Maintaining the QIP important for students
Enriching University of Lethbridge student experiences at an already vibrant and dynamic campus was the basis for the creation of the Quality Initiatives Program (QIP). Maintaining the QIP in the face of pending budget cuts is a looming challenge.
Study lounges, Fresh Fest, academic speakers, the ULSU Food Bank and undergraduate research initiatives are just a few examples of how the QIP program continues to meet the needs of students and how important this program has become to the U of L.
“Funding for student assistance and student initiatives is precisely for what the Quality Initiatives Program is designed,” says Jeremy Girard, ULSU president. “This year, the University and the ULSU are providing $600,000 towards these budget lines, which will provide many students with an amazing source of funding.”
The QIP, however, could be facing some tough times ahead, according to Girard. With the prospect of government funding cuts to post-secondary education, the University will be forced to make difficult budgetary decisions, putting the QIP at risk of being eradicated.
“The ULSU is striving and urgently pushing that QIP be maintained, by being an active voice in the University Budget Committee, by having regular discussion with senior administration and by lobbying the Province of Alberta to increase base operating funding,” says Girard. “QIP is an essential part of student funding at the University of Lethbridge and its inception shows long-term and high-level thinking by the Board of Governors.”
In 2005, QIP was developed as a result of negotiations between the University of Lethbridge Students’ Union Executive Council and University administration.
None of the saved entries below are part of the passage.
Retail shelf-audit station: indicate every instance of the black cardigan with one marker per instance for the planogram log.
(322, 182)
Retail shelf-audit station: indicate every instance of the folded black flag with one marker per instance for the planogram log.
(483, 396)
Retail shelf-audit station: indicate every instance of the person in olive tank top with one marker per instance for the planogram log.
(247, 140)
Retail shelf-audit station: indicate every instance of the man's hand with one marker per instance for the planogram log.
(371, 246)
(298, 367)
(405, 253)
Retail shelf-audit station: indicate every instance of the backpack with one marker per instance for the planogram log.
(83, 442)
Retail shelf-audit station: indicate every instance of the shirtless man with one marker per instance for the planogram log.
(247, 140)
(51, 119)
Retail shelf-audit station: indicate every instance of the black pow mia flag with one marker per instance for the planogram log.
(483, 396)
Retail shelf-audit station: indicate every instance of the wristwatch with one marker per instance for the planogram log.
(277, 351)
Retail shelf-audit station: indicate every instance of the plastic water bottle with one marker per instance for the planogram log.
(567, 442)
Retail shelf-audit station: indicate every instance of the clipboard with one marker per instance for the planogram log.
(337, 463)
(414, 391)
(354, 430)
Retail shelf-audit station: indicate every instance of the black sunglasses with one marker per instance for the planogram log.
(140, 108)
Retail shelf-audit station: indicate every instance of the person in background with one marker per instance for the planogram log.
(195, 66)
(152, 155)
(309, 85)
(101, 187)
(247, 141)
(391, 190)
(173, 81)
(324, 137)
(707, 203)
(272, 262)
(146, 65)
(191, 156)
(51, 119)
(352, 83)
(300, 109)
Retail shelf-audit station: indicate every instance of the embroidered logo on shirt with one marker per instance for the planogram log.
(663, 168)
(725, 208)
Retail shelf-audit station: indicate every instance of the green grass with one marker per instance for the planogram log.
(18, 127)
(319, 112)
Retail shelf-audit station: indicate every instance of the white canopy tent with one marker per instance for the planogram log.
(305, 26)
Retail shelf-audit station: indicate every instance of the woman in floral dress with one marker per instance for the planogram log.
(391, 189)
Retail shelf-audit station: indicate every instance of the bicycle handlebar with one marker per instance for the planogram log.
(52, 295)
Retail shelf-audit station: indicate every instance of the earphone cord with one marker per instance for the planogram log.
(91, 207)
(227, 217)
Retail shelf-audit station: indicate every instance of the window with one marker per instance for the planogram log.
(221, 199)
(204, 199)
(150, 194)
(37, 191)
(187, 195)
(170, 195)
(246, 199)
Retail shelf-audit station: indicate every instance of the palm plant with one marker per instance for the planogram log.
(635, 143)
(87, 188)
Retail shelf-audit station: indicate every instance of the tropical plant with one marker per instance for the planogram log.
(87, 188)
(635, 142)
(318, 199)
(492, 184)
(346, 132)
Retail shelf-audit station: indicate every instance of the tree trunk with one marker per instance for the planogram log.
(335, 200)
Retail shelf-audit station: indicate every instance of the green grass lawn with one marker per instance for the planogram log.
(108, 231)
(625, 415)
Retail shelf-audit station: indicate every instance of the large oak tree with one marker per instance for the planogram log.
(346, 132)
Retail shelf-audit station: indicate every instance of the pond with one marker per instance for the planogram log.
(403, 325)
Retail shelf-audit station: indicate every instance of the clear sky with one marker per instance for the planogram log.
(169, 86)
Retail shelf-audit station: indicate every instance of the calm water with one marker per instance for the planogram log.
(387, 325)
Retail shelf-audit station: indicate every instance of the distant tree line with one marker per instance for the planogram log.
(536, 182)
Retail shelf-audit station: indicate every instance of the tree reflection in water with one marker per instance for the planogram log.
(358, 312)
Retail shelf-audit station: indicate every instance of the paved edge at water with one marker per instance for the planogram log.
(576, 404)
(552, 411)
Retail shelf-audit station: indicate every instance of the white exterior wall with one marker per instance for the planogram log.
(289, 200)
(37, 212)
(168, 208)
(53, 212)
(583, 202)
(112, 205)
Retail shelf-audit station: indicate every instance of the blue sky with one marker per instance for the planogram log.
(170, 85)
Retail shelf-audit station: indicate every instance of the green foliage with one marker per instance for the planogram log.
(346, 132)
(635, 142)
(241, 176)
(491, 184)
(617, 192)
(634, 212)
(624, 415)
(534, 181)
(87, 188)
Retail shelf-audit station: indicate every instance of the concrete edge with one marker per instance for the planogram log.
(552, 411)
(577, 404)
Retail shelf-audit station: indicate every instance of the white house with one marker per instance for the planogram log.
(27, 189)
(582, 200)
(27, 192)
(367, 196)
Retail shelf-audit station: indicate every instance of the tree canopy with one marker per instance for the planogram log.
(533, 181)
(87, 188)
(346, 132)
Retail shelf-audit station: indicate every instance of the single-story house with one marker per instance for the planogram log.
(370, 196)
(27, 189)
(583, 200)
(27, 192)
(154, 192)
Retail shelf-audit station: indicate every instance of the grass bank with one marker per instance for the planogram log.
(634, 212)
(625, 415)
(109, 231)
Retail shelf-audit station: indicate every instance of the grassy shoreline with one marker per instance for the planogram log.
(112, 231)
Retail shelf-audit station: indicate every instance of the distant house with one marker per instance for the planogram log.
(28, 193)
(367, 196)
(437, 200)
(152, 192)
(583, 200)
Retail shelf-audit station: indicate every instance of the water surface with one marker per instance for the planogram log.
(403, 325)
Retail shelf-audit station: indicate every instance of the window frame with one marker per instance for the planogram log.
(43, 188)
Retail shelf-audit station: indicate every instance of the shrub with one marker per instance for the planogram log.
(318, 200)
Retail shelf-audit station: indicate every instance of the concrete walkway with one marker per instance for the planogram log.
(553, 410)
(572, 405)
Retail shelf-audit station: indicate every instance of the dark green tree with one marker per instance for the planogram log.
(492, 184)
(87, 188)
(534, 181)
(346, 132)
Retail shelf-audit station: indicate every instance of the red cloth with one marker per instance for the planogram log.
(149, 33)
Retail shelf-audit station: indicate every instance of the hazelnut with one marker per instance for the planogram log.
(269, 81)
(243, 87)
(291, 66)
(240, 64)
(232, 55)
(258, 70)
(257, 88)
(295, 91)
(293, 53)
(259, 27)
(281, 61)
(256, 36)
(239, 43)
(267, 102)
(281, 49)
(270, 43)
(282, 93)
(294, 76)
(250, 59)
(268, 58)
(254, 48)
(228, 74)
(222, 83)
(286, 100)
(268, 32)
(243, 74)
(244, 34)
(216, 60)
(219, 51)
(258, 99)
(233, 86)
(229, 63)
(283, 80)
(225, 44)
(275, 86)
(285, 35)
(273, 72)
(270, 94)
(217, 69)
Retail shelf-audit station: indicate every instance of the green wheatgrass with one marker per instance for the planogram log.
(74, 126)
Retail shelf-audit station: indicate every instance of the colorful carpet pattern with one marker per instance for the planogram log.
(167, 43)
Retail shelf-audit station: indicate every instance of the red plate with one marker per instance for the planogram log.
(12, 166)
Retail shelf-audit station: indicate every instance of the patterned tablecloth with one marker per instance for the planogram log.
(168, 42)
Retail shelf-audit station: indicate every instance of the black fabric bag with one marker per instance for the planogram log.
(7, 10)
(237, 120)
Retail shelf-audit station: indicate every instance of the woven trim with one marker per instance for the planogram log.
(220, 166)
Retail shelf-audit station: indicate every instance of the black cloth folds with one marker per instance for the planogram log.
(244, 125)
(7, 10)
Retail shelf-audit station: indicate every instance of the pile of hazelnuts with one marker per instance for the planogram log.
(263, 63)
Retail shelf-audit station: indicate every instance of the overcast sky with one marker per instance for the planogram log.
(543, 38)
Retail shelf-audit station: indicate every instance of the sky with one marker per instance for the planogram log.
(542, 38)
After witnessing the successes of a similar program at the University of Calgary, both parties agreed on establishing a QIP to begin in the 2006-2007 fiscal year.
Under the QIP program, University administration allocates 12 per cent of annual tuition fee increases to support the proposal-based funding system.
According to Girard, QIP has $210,000 available in scholarships, grants and bursaries, which are allocated by the University. There is also $80,000 dedicated to undergraduate research opportunities that have opened up more opportunities for students wishing to extend research into non-science areas, where in the past less funding has been available.
QIP also offers students an emergency assistance program for students who find themselves in the position of not being able to meet their basic living requirements.
“For students who find themselves in a severely tight spot, with no other funding options, non-repayable emergency assistance grants are available,” says Girard, adding that the program also funds two food bank programs and a one-time distribution of monies towards disabilities funding.
“Overall, the University and the ULSU have $35,000 available per year for needs-based funding.”
Students who are interested in attending conferences or volunteering can also benefit from QIP, which has the resources to allocate $20,000 per year to this type of learning.
“These learning experiences are encouraged by the University and the ULSU, as learning outside of class is a keystone to a liberal education,” says Girard.
Just this year, QIP funds have been granted to Fresh Fest, the four-day event that welcomes new and returning students to the University and the ULSU. Rookie Camp is supported by the ULSU, and coordinated by Recruitment and Student Life, to promote student retention and serves as another example of the benefits of QIP funding.